Season | Player | Points per 60 | Position | Time on Ice |
---|---|---|---|---|
2018 | Auston Matthews | 3.47 | F | 18.55 |
2019 | Auston Matthews | 3.27 | F | 20.97 |
2020 | Auston Matthews | 3.53 | F | 21.55 |
2021 | Auston Matthews | 4.23 | F | 20.61 |
2018 | Connor Brown | 1.54 | F | 13.79 |
2019 | Connor Brown | 1.81 | F | 20.11 |
2020 | Connor Brown | 2.06 | F | 18.24 |
2021 | Connor Brown | 1.82 | F | 20.06 |
When are mixed effects appropriate?
Venturing beyond the safe and comfortable land of a basic linear regression model generally requires a good reason (of which there are many!). I recently ran up against one of those boundaries thanks to the structure of the data that I was working with, and I ended up learning a lot about and eventually building a mixed effects model.
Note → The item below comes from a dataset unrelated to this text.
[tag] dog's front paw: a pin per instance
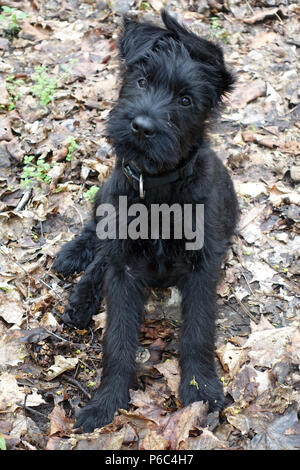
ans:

I’m really proud of that model, but sadly, it’s confidential and also likely boring if you aren’t in my line of work.
So to illustrate some of what I learned about mixed effects models (also sometimes known as multilevel models), I’m going to use a small and silly hockey example. (Silly because this example is small, just for tutorial purposes. An actual model to gain insights on this dependent variable would have more data, selected with more care. Make no conclusions from this!) I’ll use this example to discuss when you might want to use a mixed effects model, what exactly we mean by mixed effects, and how to run this kind of model in R using either lme4
or tidymodels
. I’ve also included some of my favorite resources on this topic at the end.
My data set for this example has 80 observations and five variables (a sample is shown below). Points per 60, abbreviated as pp60, is our dependent variable: it’s the measure of a player’s total points in a given season per 60 minutes of game play. We also have two independent variables: the player’s position (either D for defenseman or F for forward) and their time on ice (abbreviated as toi), the average minutes they played per game.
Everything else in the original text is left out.